A hint on size: We’re going for trees with a maximum height of 20cm, assuming that would be about 20 metres in reality. So the distance between the base chain and the last row should be at most about 5 cm (2 inches), which would make a substantial stand of bushes around 5 metres tall.


This project is a great opportunity to use up all those half-balls and sad lonely leftovers from previous projects. To start with, I pulled everything I thought I’d be able to use from my own stash and sorted it into different colour groups. Here’s my picks, to help you guide your own choices:


This will be the dominant colour. Lots of leaves, grass, lianas, young greens on the fields. I’m basically thinking “Tropical Rain Forest” – plants of all sizes and shapes everywhere!

Colours - Greens

Looks like I’m a bit short on saturated greens, but those are a start.


Tree trunks, walkways, dirt, roots, stones can be created with different shades of brown and grey.

Colours - Neutrals


There are quite a few mentions of water in the description of the colony tree – water falls, ponds, irrigation channels.

Colours - Blues


And to round it all out, here’s all the other colours of the rainbow – as accent colours, for flowers, fruit and everything else.

Colours - Accents

For example, I’m quite fond of the cone of technicolour thread on the upper left of that picture. Adding it to some green gives a nice sparkle to leaves!

The Books of the Raksura

Our project is inspired by Martha WellsBooks of the Raksura-Series, which was nominated for a Best Series Hugo in 2018. I’m pretty sure I was among the people who nominated the series. I highly recommend starting with the first volume in the series, The Cloud Roads, although the descriptions that sparked the idea for this project come from the second volume, The Serpent Sea.

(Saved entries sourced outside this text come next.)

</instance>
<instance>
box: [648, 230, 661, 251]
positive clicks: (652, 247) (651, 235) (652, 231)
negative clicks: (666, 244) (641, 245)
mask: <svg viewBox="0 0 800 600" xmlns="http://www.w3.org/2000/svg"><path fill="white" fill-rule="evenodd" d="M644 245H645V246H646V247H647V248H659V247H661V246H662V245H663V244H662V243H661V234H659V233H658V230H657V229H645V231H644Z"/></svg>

The forest of mountain-trees where the Raksura colonies make their homes makes its first appearance in the first chapter of The Serpent Sea. Travelling in a flying ship, the Valendera, the exiled members of the Indigo Cloud Court approach their ancient homeland:

Not far below the ship he could see platforms covered with greenery standing out from the trees and completely encircling the trunks, connecting the trees to each other in a web, many more than large enough for the Valendera to set down on. They looked like tethered chunks of sky-island, covered with grass and flowers, dripping with vines, most supporting glades of smaller trees. But as the ship drifted closer to one, he saw the platforms were thick branches that had grown together and intertwined in broad swathes, catching windblown dirt and seeds until they built up into solid ground.

The platforms of the suspended forest grew wider and more extensive. Many of them overlapped, or were connected by broad branches, with ponds or streams. Waterfalls fell from holes in some of the mountain-sized trees. … It was like a whole multi-layered second forest hanging between the tree canopy and the ground, somwhere far below.

From the lower part of the trunk, greenery platforms extended out, multiple levels of them, some more than five hundred paces across. A waterfall fell out of a knothole nearly big enough to sail the Valendera through, plunged down to collect in a pool on one of the platforms, then fell to the next, and the next, until it disappeared into the shadows below.